Kroger operates 38 manufacturing plants, primarily bakeries and dairies, which supply approximately 40% of the corporate brand units sold in our retail outlets.
Our revenues are earned and cash is generated as consumer products are sold to customers in our stores. We earn income predominately by selling products at price levels that produce revenues in excess of the costs we incur to make these products available to our customers. Such costs include procurement and distribution costs, facility occupancy and operational costs, and overhead expenses. Our retail operations, which represent over 99% of Krogers consolidated sales and EBITDA, are our only reportable segment.
On January 28, 2014, we closed our merger with Harris Teeter Supermarkets, Inc. (Harris Teeter) by purchasing 100% of the Harris Teeter outstanding common stock for approximately $2.4 billion. The merger allows us to expand into the fast-growing southeastern and mid-Atlantic markets and into Washington, D.C. Harris Teeter is included in our ending Consolidated Balance Sheet, but because of the timing of the merger closing late in the year its results of operations were not material to our consolidated results of operations for 2013. See Note 2 to the Consolidated Financial Statements for more information related to our merger with Harris Teeter.
OUR 2013 PERFORMANCE
We achieved outstanding results in 2013. Our business strategy continues to resonate with a full range of customers and our results reflect the balance we seek to achieve across our business including positive identical sales growth, increases in loyal household count, and good cost control, as well as growth in net earnings and net earnings per diluted share. Our 2013 net earnings were $1.5 billion or $2.90 per diluted share, compared to $1.5 billion, or $2.77 per diluted share for the same period of 2012. The net earnings for 2013 include a net benefit of $23 million, which includes benefits from certain tax items of $40 million, offset partially by after-tax expense of $17 million ($7 million in interest and $10 million in operating, general and administrative expenses) in costs related to our merger with Harris Teeter (2013 adjusted items). See Note 5 to the Consolidated Financial Statements for more information relating to the benefits from certain tax items. For 2012, our net earnings include an estimated after-tax amount of $58 million or $0.11 per diluted share due to a 53rd week in fiscal year 2012 (the extra week). In addition, 2012 net earnings benefited by $74 million after-tax or $0.14 per diluted share from a settlement with Visa and MasterCard and from a reduction in our obligation to fund the UFCW consolidated pension fund created in January 2012. Excluding the 2013 adjusted items, net earnings for 2013 totaled $1.5 billion, or $2.85 per diluted share, compared to net earnings in 2012 of $1.4 billion, or $2.52 per diluted share, excluding the Visa and MasterCard settlement, the UFCW consolidated pension fund adjustment and the extra week in 2012. We believe adjusted net earnings and adjusted net earnings per diluted share present a more accurate year-over-year comparison of our financial results because the adjusted items were not directly related to our day-to-day business. After accounting for these 2013 and 2012 adjusted items, our adjusted net earnings per diluted share for 2013 represents a 13% increase, compared to 2012. Please refer to the Net Earnings section for more information.

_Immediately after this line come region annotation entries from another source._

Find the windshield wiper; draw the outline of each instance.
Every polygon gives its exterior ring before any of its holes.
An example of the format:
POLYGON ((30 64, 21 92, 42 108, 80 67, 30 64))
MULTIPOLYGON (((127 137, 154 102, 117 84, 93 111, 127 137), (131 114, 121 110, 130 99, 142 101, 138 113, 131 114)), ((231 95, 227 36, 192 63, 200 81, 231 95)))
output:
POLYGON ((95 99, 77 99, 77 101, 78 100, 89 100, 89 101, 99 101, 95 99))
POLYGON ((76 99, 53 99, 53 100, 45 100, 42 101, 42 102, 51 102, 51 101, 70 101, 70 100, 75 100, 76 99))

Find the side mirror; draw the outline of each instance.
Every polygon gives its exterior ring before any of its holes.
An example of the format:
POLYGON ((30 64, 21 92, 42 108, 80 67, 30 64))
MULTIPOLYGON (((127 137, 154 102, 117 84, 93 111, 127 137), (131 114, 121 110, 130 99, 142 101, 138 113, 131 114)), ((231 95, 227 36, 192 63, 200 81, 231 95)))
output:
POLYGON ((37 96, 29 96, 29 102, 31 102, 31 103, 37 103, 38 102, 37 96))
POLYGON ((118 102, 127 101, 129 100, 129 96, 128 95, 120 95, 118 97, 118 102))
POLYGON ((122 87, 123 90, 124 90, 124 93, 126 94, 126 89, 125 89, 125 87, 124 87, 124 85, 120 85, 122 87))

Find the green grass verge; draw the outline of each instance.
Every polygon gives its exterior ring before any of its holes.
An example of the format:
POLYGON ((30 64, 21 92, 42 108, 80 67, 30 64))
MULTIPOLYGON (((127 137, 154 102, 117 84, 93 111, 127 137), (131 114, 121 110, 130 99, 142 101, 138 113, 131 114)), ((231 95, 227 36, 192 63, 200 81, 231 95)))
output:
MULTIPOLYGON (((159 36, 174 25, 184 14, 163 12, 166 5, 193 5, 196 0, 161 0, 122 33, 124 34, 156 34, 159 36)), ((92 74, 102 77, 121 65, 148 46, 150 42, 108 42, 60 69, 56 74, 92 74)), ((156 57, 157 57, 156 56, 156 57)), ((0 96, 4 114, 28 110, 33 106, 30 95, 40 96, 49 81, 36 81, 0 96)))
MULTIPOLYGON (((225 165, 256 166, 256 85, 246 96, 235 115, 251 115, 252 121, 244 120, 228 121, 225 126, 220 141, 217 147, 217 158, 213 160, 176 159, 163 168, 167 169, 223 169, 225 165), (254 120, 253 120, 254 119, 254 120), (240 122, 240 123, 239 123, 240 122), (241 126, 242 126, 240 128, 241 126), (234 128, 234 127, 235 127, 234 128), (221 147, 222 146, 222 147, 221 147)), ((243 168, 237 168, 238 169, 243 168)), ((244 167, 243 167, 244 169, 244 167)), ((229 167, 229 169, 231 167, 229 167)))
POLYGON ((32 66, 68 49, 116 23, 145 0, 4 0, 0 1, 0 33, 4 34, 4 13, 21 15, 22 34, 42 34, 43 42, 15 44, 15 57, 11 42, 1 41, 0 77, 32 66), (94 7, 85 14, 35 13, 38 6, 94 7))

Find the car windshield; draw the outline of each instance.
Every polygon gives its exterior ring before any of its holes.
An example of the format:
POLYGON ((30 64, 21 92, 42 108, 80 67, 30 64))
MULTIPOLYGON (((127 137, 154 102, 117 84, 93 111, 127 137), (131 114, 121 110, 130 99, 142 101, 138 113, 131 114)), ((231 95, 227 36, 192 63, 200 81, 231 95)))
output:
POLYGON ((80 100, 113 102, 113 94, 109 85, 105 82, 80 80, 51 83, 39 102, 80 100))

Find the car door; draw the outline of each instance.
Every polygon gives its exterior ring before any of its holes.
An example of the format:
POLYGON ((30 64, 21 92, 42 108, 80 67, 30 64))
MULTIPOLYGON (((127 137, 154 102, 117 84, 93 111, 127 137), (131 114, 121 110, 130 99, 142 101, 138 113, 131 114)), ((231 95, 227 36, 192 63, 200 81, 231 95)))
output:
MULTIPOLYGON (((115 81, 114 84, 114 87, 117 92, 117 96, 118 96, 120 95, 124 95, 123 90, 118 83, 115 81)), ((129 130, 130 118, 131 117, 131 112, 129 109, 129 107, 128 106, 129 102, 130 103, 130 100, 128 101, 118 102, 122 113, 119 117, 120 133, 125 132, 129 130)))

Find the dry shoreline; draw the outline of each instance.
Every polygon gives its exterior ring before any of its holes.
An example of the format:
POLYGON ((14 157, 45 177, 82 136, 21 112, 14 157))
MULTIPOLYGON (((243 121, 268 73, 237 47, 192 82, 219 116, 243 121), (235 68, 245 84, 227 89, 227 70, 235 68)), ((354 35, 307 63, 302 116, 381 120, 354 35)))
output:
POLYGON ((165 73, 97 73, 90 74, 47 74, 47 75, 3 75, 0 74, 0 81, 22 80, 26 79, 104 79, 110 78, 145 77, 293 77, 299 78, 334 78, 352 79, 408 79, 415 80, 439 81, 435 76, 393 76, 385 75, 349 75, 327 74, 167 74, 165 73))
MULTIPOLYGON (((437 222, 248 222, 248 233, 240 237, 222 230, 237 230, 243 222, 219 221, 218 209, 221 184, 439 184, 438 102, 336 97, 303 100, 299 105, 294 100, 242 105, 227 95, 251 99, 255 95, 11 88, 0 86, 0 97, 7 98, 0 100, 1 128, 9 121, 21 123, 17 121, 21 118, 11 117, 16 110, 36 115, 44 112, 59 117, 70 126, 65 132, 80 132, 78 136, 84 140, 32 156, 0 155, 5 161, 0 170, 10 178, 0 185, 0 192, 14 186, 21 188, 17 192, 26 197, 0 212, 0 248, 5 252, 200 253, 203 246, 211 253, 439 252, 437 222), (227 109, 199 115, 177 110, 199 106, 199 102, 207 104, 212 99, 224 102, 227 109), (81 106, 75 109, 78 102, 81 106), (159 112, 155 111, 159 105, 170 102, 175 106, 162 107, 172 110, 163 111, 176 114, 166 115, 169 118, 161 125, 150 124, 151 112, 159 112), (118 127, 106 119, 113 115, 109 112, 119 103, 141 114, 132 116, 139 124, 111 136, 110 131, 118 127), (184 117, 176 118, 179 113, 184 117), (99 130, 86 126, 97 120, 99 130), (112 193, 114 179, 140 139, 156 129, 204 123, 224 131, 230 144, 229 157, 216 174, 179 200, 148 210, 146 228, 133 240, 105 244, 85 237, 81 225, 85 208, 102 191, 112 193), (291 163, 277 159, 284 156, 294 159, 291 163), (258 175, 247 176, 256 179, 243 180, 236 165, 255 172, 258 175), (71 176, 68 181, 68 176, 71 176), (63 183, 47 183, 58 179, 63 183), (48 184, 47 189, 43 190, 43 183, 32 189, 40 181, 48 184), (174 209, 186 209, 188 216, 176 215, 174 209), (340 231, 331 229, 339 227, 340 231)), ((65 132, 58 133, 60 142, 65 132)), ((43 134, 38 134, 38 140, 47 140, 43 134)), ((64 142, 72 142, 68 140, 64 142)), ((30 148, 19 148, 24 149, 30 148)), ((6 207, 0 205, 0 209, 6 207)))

Our identical supermarket sales increased 3.6%, excluding fuel, in 2013, compared to 2012. We have achieved 41 consecutive quarters of positive identical supermarket sales growth, excluding fuel. As we continue to outpace many of our competitors on identical supermarket sales growth, we continue to gain market share. We focus on identical supermarket sales growth, excluding fuel, as it is a key performance target for our long-term growth strategy.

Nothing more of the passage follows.